Почему? да потому что Пушкин совсем не так искал смерть, как Лермонтов, и жизнь любил иначе, нежели Лермонтов, но в обоих случаях, получив предсказания, оба поэта сделали все, чтобы его осуществить: Лермонтов с фаталистической готовностью отправился на дуэль, сделав со своей стороны все, чтобы она оказалась смертельной (неоднократные провокации противника, а также выстрел в воздух), Пушкин же не только не стрелял в воздух, но, будучи уже смертельно ранен, приподнялся и, укусив снег, сделал ответный прицельный выстрел: точь-в-точь как Долохов при дуэли с Пьером Безуховым, так что один шел на смерть, но, в случае победы на дуэли, был готов жить дальше, а другой, если и готов был дальше жить, то только для того, чтобы снова и снова испытывать жизнь в ее, пожалуй, самой таинственной конфигурации со смертью: конфигурации предопределения.
Это ясно читается в портретных лицах и в первую очередь взглядах Пушкина и Лермонтова, – и весь вопрос только в том, догадались ли бы мы о таком прочтении, если бы не знали о финале их жизней, или не догадались.
«В эту минуту он (Вулич) приобрел над нами какую-то таинственную власть. Я (Печорин) пристально посмотрел ему в глаза; но он спокойным и неподвижным взором встретил мой испытующий взгляд, и бледные губы его улыбнулись. Но несмотря на его хладнокровие, мне казалось, я читал печать смерти на бледном лице его: я замечал, и многие старые воины подтверждали мое замечание, что часто на лице человека, который должен умереть через несколько часов, есть какой-то странный отпечаток неизбежной судьбы, так что привычным глазам трудно ошибиться».
Полное подтверждение правоты Лермонтова мы видим в портрете инфанта Филипе Проспера работы Веласкеса 1659 года: там изображен двухлетний мальчик из королевской семьи, он в парадном костюме, все в нем исполнено аристократического достоинства, мальчик опирается на спинку стула, лицо его бледное, а глаза большие и меланхолические, – и в них читается тот самый «странный отпечаток неизбежной судьбы», в котором «привычным глазам трудно ошибиться».
Этот ребенок действительно умер через два года, а его художник через год; зафиксировано также, что о скорой и неизбежной смерти портретируемого инфанта высказывались люди, не знавшие его биографии, – так что можно в этой связи говорить о посланце или ангеле Смерти, предвещающих ее приход, но можно ограничиться и замечанием, что само выражение глаз выполняет иногда ангельскую функцию, отводя тем самым реальное существование ангелов в привычную для них область мифологии.

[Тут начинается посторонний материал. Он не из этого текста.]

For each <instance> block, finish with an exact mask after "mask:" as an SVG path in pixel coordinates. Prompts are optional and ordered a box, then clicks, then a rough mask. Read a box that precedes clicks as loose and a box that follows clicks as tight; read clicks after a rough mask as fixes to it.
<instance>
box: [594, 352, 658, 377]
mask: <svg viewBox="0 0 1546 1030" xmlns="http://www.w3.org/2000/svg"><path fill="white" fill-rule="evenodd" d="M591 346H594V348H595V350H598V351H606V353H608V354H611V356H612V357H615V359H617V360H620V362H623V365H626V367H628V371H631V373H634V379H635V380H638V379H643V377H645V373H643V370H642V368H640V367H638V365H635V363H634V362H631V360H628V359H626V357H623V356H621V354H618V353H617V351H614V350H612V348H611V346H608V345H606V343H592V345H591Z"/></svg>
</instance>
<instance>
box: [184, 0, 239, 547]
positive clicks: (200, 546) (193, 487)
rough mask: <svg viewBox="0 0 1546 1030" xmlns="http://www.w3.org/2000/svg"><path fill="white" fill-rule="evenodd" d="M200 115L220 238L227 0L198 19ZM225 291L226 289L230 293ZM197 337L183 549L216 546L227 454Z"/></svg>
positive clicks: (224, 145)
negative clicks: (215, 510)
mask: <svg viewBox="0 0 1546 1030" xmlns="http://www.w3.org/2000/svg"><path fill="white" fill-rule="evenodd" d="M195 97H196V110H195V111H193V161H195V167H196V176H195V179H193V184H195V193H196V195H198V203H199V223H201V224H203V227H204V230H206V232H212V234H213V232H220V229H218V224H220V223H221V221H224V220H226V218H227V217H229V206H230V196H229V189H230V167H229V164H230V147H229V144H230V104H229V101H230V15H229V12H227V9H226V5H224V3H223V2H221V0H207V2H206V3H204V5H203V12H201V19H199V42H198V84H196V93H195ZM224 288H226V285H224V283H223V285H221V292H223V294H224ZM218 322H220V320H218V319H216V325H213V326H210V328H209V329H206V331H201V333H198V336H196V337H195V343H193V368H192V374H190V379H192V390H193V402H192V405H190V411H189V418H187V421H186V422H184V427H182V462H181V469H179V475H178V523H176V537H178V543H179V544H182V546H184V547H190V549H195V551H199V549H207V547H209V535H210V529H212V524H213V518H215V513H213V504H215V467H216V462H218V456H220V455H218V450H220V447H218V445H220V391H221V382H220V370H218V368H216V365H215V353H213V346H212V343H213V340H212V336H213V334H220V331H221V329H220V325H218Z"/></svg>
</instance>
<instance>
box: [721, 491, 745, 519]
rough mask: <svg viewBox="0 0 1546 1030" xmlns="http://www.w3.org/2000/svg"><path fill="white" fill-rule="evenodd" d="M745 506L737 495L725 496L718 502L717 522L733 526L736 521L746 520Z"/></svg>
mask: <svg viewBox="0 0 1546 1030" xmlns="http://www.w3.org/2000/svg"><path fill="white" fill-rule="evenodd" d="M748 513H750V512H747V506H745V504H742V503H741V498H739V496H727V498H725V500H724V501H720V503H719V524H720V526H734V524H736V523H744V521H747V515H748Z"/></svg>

Мушкетерское лицо живописца, умный взгляд и обаятельная самоуверенность, сквозящая и в позе и во всем облике, не только не отталкивают зрителя от портретируемого, но располагают к нему и настраивают на открытый диалог: Теодор Ромбо ищет контакта с анонимным наблюдателем, уверенно его находит, и мы остаемся убеждены, что в этом постоянном, искрометном и, можно сказать, первозданном общении состоит суть характера приятеля и коллеги Ван Дейка.
Совсем другое дело его жена Анна: от нее буквально невозможно оторвать глаз и в невольном соперничестве с мужем за внимание созерцающих она одерживает полную и безусловную победу, но каким образом эта обыкновенная на первый взгляд и скорее даже непривлекательная женщина умудряется приворожить к себе зрителя, остается тайной.
Думается, секрет ее притягательности заключается в ее взгляде, впечатление от него довольно сложное, и иначе, как посредством сравнения, это впечатление описать невозможно.
Так вот, выражение ее взгляда таково, будто мы, зрители, подглядываем за Анной в замочную скважину и видим ее обнаженной, она же точно знает, что мы за нею подглядываем, но глазами даже не упрекает нас, а как бы обращается к нашей совести, спрашивая, совместимо ли такое наблюдение с чувством собственного достоинства: не столько ее собственного, сколько нашего, – мы, таким образом, чувствуем себя вуайерами, не являясь таковыми.
И в этом главное своеобразие взгляда Анны, – а теперь остается только убрать вспомогательные леса: замочную скважину и обнаженность модели.